With this in mind I went back over what I had written in chapter four to date and added symbolism, imagery and small happenings that addressed ‘the why’ or motivation in an indirect way. The subtext is as important as the text.

I didn’t add big sections or seek to make the profound out of the simple. I wanted to weave an extra thread through the fabric of the story to bring it all together as a whole piece. My intention was to stick with the ‘less is more’ ethos but it did need a little more.

A new character has been introduced to the story and the protagonist which is a turning point that foreshadows what is to come. Writing that I had done previously on this moment of meeting has worked in nicely with what I have newly written in. Leading up to this new character has taken the protagonist, along with my imagination, into a new realm of the story. The gears are shifting in my creative process.

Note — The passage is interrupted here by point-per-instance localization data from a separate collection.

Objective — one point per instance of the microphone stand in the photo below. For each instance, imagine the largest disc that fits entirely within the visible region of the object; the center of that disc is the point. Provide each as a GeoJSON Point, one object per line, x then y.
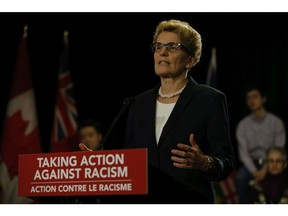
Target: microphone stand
{"type": "Point", "coordinates": [126, 103]}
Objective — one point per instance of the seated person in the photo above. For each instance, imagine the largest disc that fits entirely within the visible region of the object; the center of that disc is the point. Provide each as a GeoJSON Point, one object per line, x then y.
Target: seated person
{"type": "Point", "coordinates": [273, 188]}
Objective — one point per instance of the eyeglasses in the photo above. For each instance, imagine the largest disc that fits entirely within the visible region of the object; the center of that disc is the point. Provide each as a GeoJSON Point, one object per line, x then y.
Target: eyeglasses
{"type": "Point", "coordinates": [172, 46]}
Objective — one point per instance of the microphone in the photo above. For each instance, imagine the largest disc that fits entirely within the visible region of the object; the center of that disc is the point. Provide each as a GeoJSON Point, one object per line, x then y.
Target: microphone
{"type": "Point", "coordinates": [126, 103]}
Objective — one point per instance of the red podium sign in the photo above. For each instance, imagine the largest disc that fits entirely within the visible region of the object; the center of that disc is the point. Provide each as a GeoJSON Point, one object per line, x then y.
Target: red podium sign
{"type": "Point", "coordinates": [106, 172]}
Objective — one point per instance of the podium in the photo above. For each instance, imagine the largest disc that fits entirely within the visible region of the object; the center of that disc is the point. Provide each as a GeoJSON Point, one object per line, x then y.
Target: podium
{"type": "Point", "coordinates": [99, 177]}
{"type": "Point", "coordinates": [82, 176]}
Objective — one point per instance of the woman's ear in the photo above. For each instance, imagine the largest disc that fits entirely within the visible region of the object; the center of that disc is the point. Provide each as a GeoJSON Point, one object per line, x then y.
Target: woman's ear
{"type": "Point", "coordinates": [190, 62]}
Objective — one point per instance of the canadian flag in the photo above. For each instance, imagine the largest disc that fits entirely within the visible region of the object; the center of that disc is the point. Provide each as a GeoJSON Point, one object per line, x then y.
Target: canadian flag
{"type": "Point", "coordinates": [20, 129]}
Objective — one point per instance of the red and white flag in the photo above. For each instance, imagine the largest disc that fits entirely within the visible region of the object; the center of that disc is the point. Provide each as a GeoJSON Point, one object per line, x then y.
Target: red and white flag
{"type": "Point", "coordinates": [20, 130]}
{"type": "Point", "coordinates": [64, 132]}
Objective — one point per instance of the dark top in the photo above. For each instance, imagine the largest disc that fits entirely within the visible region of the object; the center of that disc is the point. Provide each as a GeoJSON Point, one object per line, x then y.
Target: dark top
{"type": "Point", "coordinates": [273, 189]}
{"type": "Point", "coordinates": [201, 110]}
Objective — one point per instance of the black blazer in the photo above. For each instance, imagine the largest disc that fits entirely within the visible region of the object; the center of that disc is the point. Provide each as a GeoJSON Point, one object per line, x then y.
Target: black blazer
{"type": "Point", "coordinates": [201, 110]}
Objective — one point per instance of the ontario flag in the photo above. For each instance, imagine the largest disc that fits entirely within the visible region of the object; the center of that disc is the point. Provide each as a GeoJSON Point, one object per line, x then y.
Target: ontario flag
{"type": "Point", "coordinates": [64, 131]}
{"type": "Point", "coordinates": [20, 130]}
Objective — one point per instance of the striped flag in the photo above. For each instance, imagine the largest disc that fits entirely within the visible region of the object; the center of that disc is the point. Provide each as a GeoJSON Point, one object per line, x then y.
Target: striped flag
{"type": "Point", "coordinates": [64, 131]}
{"type": "Point", "coordinates": [20, 132]}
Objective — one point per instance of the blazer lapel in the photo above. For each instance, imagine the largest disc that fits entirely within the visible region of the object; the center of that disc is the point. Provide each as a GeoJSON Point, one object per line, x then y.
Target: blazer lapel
{"type": "Point", "coordinates": [180, 105]}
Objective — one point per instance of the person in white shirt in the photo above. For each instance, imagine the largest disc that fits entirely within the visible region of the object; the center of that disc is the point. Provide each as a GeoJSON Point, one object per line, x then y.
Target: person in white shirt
{"type": "Point", "coordinates": [255, 133]}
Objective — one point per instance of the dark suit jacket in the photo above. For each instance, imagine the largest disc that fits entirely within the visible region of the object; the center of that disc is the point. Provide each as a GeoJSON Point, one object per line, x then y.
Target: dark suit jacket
{"type": "Point", "coordinates": [201, 110]}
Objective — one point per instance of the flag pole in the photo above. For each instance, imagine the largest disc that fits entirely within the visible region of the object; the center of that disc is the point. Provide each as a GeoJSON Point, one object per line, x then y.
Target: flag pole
{"type": "Point", "coordinates": [25, 31]}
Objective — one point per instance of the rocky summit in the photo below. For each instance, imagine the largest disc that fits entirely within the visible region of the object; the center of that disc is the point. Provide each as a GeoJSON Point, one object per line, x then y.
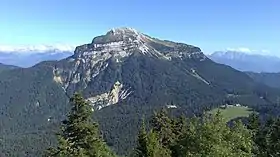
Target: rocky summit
{"type": "Point", "coordinates": [117, 46]}
{"type": "Point", "coordinates": [125, 75]}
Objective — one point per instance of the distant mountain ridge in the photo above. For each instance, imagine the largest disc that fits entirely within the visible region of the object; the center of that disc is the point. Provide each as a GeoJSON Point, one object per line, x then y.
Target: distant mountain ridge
{"type": "Point", "coordinates": [247, 62]}
{"type": "Point", "coordinates": [27, 57]}
{"type": "Point", "coordinates": [125, 75]}
{"type": "Point", "coordinates": [4, 67]}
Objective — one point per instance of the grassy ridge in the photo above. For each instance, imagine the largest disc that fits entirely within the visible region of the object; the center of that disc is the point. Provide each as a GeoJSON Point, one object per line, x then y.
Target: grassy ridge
{"type": "Point", "coordinates": [232, 112]}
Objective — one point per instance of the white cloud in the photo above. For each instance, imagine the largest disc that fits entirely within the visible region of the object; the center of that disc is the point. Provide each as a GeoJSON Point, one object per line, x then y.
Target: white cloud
{"type": "Point", "coordinates": [36, 48]}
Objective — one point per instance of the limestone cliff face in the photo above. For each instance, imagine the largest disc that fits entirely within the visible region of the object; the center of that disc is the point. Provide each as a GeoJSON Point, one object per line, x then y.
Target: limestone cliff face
{"type": "Point", "coordinates": [91, 60]}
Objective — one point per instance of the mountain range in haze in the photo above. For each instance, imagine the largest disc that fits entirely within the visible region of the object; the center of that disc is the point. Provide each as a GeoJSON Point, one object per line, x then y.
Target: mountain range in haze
{"type": "Point", "coordinates": [247, 62]}
{"type": "Point", "coordinates": [29, 56]}
{"type": "Point", "coordinates": [124, 74]}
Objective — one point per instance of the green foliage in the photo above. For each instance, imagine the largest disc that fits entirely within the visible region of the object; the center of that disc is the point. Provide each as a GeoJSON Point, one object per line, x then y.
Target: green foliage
{"type": "Point", "coordinates": [80, 136]}
{"type": "Point", "coordinates": [212, 137]}
{"type": "Point", "coordinates": [149, 145]}
{"type": "Point", "coordinates": [232, 112]}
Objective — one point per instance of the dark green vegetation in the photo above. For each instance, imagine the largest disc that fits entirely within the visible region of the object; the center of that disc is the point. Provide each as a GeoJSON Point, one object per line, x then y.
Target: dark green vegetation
{"type": "Point", "coordinates": [270, 79]}
{"type": "Point", "coordinates": [32, 103]}
{"type": "Point", "coordinates": [232, 112]}
{"type": "Point", "coordinates": [167, 136]}
{"type": "Point", "coordinates": [80, 136]}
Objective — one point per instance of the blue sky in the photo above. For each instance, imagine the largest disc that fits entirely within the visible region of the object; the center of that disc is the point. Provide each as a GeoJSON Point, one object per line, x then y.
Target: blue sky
{"type": "Point", "coordinates": [251, 25]}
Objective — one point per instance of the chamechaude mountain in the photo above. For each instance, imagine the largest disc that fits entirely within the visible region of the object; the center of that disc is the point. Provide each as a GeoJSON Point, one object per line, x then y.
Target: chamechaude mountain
{"type": "Point", "coordinates": [125, 75]}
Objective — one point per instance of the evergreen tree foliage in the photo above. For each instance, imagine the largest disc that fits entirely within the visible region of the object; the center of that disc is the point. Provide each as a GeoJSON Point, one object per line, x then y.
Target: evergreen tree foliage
{"type": "Point", "coordinates": [149, 145]}
{"type": "Point", "coordinates": [80, 136]}
{"type": "Point", "coordinates": [210, 136]}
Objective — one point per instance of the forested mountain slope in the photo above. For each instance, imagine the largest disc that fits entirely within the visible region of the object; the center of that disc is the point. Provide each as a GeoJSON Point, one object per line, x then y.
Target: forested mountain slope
{"type": "Point", "coordinates": [125, 75]}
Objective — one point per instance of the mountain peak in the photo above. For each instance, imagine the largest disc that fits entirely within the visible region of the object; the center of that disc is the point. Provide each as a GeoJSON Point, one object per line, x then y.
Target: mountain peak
{"type": "Point", "coordinates": [124, 30]}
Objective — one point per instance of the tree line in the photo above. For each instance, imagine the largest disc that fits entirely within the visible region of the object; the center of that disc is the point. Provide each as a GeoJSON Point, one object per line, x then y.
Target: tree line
{"type": "Point", "coordinates": [165, 136]}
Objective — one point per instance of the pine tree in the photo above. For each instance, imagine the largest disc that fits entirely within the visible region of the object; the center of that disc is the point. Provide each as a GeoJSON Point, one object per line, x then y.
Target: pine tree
{"type": "Point", "coordinates": [210, 136]}
{"type": "Point", "coordinates": [163, 126]}
{"type": "Point", "coordinates": [149, 145]}
{"type": "Point", "coordinates": [254, 122]}
{"type": "Point", "coordinates": [80, 136]}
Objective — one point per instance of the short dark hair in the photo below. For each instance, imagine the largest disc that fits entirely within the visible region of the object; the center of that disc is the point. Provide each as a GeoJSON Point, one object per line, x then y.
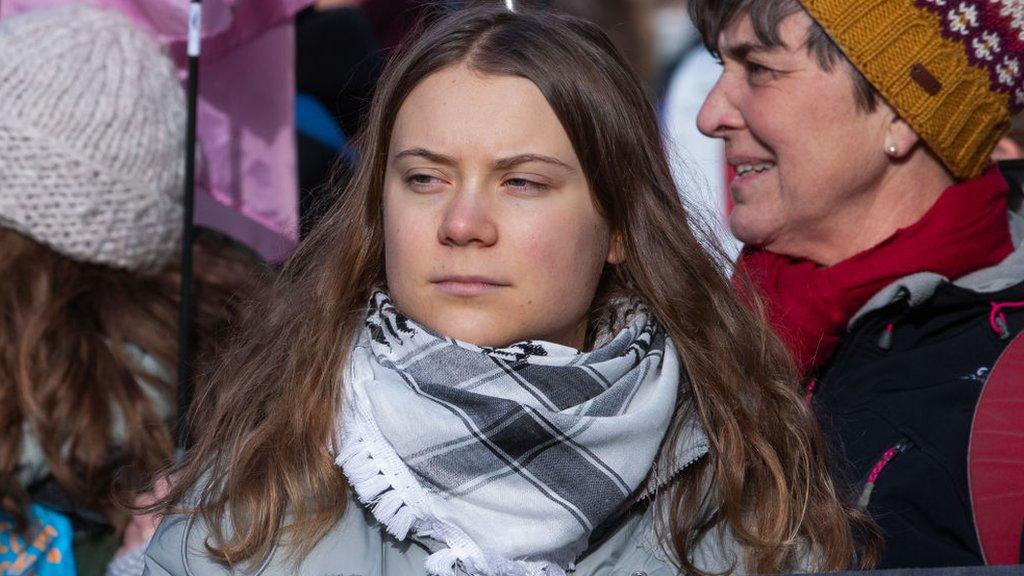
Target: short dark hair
{"type": "Point", "coordinates": [712, 16]}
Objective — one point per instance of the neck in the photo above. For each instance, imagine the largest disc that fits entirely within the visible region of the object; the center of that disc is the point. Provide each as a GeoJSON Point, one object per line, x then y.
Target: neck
{"type": "Point", "coordinates": [903, 195]}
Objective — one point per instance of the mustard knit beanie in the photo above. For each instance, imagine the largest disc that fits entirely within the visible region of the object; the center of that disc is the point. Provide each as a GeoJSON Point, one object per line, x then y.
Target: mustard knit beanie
{"type": "Point", "coordinates": [92, 129]}
{"type": "Point", "coordinates": [952, 69]}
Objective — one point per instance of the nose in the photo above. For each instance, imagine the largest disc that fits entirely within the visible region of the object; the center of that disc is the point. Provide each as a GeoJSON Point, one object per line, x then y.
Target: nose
{"type": "Point", "coordinates": [719, 114]}
{"type": "Point", "coordinates": [468, 220]}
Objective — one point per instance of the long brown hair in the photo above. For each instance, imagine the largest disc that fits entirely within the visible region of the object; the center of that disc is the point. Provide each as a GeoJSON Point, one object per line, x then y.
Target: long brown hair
{"type": "Point", "coordinates": [69, 376]}
{"type": "Point", "coordinates": [265, 450]}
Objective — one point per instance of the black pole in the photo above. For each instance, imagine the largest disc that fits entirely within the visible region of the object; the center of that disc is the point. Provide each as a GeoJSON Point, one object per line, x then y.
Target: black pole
{"type": "Point", "coordinates": [188, 233]}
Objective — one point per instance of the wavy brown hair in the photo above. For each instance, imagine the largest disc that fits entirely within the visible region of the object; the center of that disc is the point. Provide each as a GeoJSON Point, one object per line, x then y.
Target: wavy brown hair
{"type": "Point", "coordinates": [68, 376]}
{"type": "Point", "coordinates": [264, 457]}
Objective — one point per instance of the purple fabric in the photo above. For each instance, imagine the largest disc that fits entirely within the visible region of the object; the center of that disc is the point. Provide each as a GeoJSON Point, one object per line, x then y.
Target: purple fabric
{"type": "Point", "coordinates": [248, 179]}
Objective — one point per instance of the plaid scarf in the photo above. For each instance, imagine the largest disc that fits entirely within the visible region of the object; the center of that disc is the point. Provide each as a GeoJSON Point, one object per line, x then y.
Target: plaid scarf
{"type": "Point", "coordinates": [507, 458]}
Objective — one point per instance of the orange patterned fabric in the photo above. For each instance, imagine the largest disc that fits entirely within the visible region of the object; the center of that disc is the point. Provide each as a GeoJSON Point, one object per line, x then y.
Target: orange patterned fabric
{"type": "Point", "coordinates": [953, 69]}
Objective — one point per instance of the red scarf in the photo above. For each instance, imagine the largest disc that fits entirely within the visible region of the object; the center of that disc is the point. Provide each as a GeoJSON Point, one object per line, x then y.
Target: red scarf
{"type": "Point", "coordinates": [809, 305]}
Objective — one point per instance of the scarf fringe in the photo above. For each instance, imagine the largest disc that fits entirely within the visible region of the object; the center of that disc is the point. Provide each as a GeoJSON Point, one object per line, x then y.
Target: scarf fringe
{"type": "Point", "coordinates": [391, 508]}
{"type": "Point", "coordinates": [373, 488]}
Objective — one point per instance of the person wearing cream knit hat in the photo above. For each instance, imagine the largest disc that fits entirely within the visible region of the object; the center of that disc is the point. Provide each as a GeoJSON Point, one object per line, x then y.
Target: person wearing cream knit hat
{"type": "Point", "coordinates": [92, 126]}
{"type": "Point", "coordinates": [881, 238]}
{"type": "Point", "coordinates": [91, 137]}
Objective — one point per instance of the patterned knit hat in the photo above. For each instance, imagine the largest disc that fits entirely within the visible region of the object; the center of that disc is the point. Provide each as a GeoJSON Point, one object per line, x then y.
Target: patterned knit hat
{"type": "Point", "coordinates": [952, 69]}
{"type": "Point", "coordinates": [92, 122]}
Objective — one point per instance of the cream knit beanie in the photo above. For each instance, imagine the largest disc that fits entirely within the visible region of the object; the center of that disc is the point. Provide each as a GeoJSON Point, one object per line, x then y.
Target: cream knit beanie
{"type": "Point", "coordinates": [92, 121]}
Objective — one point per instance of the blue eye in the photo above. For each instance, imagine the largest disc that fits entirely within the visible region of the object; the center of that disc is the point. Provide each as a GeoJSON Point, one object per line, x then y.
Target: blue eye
{"type": "Point", "coordinates": [522, 184]}
{"type": "Point", "coordinates": [423, 182]}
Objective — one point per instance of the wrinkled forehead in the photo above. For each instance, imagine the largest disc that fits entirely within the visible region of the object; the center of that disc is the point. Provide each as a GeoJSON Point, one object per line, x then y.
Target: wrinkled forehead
{"type": "Point", "coordinates": [763, 19]}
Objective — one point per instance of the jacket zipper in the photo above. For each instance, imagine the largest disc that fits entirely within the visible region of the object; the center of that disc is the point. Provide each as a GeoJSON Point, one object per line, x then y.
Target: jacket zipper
{"type": "Point", "coordinates": [872, 477]}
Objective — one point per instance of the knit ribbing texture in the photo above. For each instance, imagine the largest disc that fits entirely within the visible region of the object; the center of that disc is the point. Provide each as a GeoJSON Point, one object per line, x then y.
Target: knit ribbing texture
{"type": "Point", "coordinates": [92, 121]}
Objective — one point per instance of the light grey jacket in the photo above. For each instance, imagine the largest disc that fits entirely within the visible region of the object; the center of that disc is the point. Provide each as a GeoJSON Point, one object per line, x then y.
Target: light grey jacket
{"type": "Point", "coordinates": [357, 545]}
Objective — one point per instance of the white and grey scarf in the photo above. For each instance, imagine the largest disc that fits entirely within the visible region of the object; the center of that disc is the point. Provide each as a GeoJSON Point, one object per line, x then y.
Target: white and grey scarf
{"type": "Point", "coordinates": [509, 458]}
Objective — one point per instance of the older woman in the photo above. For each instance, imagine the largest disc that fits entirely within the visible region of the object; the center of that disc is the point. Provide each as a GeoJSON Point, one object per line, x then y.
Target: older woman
{"type": "Point", "coordinates": [877, 231]}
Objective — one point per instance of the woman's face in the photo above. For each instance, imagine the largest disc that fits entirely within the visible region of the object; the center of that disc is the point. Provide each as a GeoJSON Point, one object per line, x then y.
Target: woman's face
{"type": "Point", "coordinates": [492, 234]}
{"type": "Point", "coordinates": [809, 159]}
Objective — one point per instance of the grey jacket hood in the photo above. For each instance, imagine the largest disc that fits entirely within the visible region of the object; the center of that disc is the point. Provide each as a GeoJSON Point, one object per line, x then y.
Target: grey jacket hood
{"type": "Point", "coordinates": [922, 286]}
{"type": "Point", "coordinates": [357, 545]}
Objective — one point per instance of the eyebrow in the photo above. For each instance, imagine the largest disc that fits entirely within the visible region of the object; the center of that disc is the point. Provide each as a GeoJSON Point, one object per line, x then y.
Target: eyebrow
{"type": "Point", "coordinates": [500, 164]}
{"type": "Point", "coordinates": [743, 49]}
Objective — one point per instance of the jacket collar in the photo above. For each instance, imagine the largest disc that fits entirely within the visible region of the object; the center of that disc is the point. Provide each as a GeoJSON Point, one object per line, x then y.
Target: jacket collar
{"type": "Point", "coordinates": [920, 287]}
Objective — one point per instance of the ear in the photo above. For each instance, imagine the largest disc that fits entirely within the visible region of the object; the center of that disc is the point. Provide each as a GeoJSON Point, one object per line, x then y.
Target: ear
{"type": "Point", "coordinates": [616, 249]}
{"type": "Point", "coordinates": [900, 137]}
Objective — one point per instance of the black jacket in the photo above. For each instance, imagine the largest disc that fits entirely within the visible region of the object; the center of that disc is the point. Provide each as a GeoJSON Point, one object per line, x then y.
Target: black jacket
{"type": "Point", "coordinates": [898, 399]}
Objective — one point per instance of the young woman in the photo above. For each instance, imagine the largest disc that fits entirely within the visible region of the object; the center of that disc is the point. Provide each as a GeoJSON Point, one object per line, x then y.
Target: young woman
{"type": "Point", "coordinates": [505, 352]}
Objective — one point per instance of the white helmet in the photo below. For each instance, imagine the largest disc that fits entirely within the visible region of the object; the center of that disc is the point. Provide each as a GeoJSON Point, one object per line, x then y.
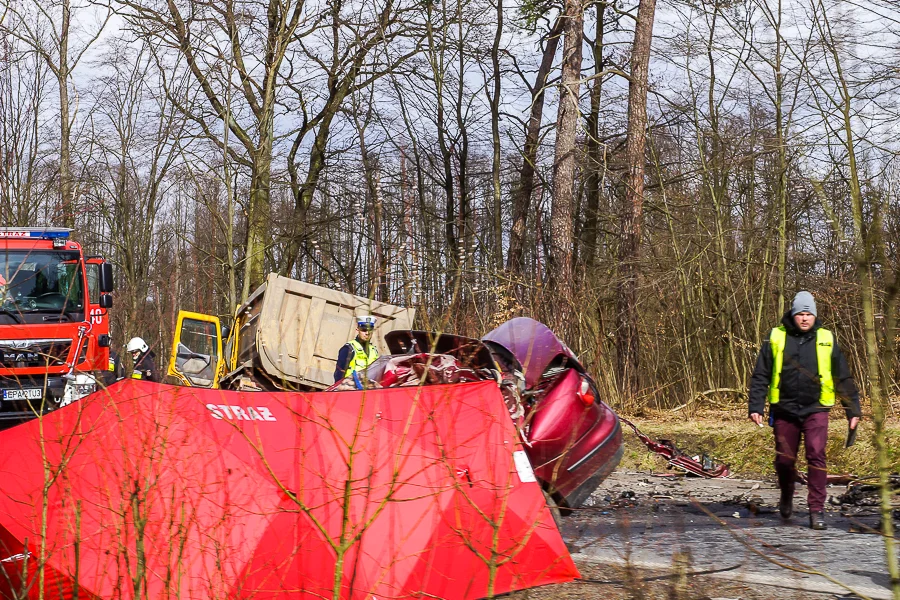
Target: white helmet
{"type": "Point", "coordinates": [137, 345]}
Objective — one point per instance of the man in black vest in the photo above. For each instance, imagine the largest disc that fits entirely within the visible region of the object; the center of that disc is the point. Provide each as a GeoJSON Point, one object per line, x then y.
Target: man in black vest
{"type": "Point", "coordinates": [801, 371]}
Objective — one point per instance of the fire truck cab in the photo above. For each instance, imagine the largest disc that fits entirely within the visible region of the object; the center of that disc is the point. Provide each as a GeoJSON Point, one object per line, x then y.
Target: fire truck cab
{"type": "Point", "coordinates": [54, 322]}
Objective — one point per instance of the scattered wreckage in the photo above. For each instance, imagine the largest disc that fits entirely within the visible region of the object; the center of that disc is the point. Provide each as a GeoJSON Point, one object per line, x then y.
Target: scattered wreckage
{"type": "Point", "coordinates": [572, 438]}
{"type": "Point", "coordinates": [288, 334]}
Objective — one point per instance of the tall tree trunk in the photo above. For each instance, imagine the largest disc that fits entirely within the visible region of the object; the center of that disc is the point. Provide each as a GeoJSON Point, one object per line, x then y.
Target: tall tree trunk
{"type": "Point", "coordinates": [494, 100]}
{"type": "Point", "coordinates": [66, 195]}
{"type": "Point", "coordinates": [628, 359]}
{"type": "Point", "coordinates": [863, 255]}
{"type": "Point", "coordinates": [521, 200]}
{"type": "Point", "coordinates": [594, 153]}
{"type": "Point", "coordinates": [258, 221]}
{"type": "Point", "coordinates": [563, 203]}
{"type": "Point", "coordinates": [781, 186]}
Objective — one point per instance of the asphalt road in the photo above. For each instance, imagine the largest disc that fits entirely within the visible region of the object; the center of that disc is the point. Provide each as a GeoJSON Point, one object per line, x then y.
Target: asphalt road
{"type": "Point", "coordinates": [728, 529]}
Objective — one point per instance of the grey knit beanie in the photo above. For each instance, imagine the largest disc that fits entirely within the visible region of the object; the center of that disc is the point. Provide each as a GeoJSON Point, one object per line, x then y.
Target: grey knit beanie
{"type": "Point", "coordinates": [803, 302]}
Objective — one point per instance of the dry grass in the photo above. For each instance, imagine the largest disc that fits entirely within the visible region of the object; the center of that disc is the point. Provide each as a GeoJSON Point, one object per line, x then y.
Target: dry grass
{"type": "Point", "coordinates": [733, 439]}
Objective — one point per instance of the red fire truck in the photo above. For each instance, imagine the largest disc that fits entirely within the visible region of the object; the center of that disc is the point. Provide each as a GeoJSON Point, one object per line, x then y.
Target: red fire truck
{"type": "Point", "coordinates": [54, 321]}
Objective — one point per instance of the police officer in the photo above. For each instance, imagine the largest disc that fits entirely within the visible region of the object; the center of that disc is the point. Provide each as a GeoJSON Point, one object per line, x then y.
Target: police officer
{"type": "Point", "coordinates": [356, 355]}
{"type": "Point", "coordinates": [143, 359]}
{"type": "Point", "coordinates": [801, 371]}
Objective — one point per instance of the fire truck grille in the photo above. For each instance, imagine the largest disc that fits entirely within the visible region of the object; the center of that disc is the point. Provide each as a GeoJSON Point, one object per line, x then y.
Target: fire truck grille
{"type": "Point", "coordinates": [18, 354]}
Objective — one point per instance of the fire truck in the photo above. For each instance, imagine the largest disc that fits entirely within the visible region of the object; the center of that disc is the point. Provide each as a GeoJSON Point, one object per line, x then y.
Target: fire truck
{"type": "Point", "coordinates": [54, 322]}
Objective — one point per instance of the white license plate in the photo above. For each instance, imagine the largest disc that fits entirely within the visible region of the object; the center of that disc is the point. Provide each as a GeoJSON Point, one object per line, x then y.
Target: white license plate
{"type": "Point", "coordinates": [23, 394]}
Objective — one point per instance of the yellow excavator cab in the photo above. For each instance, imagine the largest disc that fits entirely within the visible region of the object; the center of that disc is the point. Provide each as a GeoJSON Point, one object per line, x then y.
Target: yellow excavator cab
{"type": "Point", "coordinates": [197, 358]}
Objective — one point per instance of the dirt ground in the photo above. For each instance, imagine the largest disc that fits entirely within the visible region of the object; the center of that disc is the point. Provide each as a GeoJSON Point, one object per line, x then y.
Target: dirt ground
{"type": "Point", "coordinates": [645, 536]}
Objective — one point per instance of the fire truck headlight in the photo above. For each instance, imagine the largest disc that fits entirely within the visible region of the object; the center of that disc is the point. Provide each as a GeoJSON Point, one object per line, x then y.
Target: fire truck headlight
{"type": "Point", "coordinates": [82, 385]}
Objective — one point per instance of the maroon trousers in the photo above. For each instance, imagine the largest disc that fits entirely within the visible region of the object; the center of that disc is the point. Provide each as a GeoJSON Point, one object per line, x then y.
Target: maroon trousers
{"type": "Point", "coordinates": [814, 430]}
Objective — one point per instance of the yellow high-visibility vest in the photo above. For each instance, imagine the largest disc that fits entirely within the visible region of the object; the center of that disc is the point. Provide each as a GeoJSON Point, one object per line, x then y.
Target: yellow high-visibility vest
{"type": "Point", "coordinates": [824, 348]}
{"type": "Point", "coordinates": [360, 360]}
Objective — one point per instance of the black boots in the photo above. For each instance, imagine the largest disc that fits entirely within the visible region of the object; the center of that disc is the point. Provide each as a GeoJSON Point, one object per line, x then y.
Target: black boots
{"type": "Point", "coordinates": [786, 505]}
{"type": "Point", "coordinates": [817, 521]}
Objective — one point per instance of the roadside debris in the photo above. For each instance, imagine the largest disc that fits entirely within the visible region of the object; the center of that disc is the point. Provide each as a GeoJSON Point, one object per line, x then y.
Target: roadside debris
{"type": "Point", "coordinates": [701, 465]}
{"type": "Point", "coordinates": [864, 492]}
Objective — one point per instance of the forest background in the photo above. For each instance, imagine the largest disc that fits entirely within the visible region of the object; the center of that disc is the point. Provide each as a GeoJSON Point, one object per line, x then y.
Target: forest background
{"type": "Point", "coordinates": [654, 182]}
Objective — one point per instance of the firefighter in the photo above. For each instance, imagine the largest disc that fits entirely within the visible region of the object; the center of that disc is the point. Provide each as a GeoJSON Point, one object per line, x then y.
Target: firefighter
{"type": "Point", "coordinates": [358, 354]}
{"type": "Point", "coordinates": [113, 371]}
{"type": "Point", "coordinates": [143, 360]}
{"type": "Point", "coordinates": [801, 371]}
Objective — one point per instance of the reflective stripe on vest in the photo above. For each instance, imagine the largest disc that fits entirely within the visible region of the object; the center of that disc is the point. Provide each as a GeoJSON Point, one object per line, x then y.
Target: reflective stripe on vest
{"type": "Point", "coordinates": [824, 349]}
{"type": "Point", "coordinates": [360, 360]}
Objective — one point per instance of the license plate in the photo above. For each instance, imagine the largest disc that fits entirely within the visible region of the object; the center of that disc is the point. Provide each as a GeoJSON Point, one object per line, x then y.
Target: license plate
{"type": "Point", "coordinates": [23, 394]}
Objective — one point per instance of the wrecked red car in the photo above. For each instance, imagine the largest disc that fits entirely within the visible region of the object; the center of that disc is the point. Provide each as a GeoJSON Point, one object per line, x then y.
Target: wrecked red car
{"type": "Point", "coordinates": [573, 439]}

The next few chapters have large sections already written that I will pull apart to re-edit in with new work. This is playing on my mind as a distraction; anticipating what is to come detracts from where I am at. Knowing this is helpful to acknowledge when I am distracted jumping ahead with ideas and maybes instead of being focused.

So back to keeping the ball in play.

I’ve got to keep my mind on the ball and my eye on the game, or something like that.